Omarde ended his lecture with an historical anecdote that summed up simply and succinctly the moral right of the reparations case. He shared a factual account of a letter written to a former slave by his former master in the post-Emancipation United States requesting that he return to the plantation to work for him. The ex-slave responded most cordially, inquiring of the whereabouts of other ex-slaves and of his former master's health. He revealed that he was now married to a former slave from the same plantation and was employed and educating his children. He then declared that he had forgiven the planter and bore no hard feelings, however, if he were to consider returning to work on the plantation he would need assurance that the master would not treat him and his family as injuriously as he had in days gone by. He declared that in good faith, the only way he could be sure was if the former master paid him for all the years he and his wife had toiled on the plantation without pay. The present sum calculated with interest, with appropriate deductions for the items of clothing and two doctor's visits that he and his wife Mandy had received over the decades would be $11,680.00. He indicated that the sum should be sent to the attached address and when it was received he would forthwith return to the plantation. Needless to say, there is no historical record of any response by the former planter.

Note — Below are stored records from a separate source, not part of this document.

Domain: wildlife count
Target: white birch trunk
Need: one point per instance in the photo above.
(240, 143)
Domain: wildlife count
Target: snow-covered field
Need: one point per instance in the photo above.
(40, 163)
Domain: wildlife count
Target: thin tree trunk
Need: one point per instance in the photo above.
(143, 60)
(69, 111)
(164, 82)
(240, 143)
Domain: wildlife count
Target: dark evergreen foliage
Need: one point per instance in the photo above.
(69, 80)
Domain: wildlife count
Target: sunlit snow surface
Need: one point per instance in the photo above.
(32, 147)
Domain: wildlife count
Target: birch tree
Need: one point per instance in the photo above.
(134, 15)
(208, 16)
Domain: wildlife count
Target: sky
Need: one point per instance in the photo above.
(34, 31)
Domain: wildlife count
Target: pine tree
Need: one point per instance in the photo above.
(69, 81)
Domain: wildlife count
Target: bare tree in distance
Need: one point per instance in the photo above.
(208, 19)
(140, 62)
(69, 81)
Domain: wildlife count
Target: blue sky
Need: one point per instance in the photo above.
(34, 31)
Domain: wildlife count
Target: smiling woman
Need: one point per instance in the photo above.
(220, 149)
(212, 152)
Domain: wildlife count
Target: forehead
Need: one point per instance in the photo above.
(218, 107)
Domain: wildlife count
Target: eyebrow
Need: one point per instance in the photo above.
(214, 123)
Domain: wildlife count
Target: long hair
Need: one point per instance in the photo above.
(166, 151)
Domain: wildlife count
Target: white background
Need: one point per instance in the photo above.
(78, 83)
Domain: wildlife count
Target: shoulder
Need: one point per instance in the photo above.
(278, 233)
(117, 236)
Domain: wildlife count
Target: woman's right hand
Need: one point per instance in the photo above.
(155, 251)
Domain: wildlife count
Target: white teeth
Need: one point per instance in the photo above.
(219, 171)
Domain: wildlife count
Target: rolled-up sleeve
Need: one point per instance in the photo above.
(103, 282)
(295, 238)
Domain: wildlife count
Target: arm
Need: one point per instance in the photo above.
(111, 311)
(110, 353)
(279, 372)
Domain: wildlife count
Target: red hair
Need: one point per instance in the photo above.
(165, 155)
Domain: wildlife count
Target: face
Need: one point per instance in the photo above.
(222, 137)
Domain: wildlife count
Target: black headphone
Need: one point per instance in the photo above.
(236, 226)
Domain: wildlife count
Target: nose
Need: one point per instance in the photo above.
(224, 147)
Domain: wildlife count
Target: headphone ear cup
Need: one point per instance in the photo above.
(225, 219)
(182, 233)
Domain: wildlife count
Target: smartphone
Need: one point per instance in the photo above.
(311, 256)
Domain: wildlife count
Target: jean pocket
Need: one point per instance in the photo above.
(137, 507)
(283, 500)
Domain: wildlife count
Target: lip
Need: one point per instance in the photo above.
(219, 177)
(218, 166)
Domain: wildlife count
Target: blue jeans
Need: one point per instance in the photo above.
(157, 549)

The case for reparations is clear, Omarde said. It is only with the return of that which was taken, the compensation for that which was lost and the leveling of the world economic and political playing fields, can the psychic rupture be healed and a measure of justice and good faith be restored to international community. Until then, the Western world has no moral authority to condemn, police or reprimand any country, or to claim any morality in its dealings. In essence the road to freedom is not yet complete. While legal Emancipation may have been achieved hundreds of years ago, until the debt has been paid and until, like Haiti, nations of the African Diaspora stand up and seize their inalienable right to freedom, then the chains remain, visible and invisible.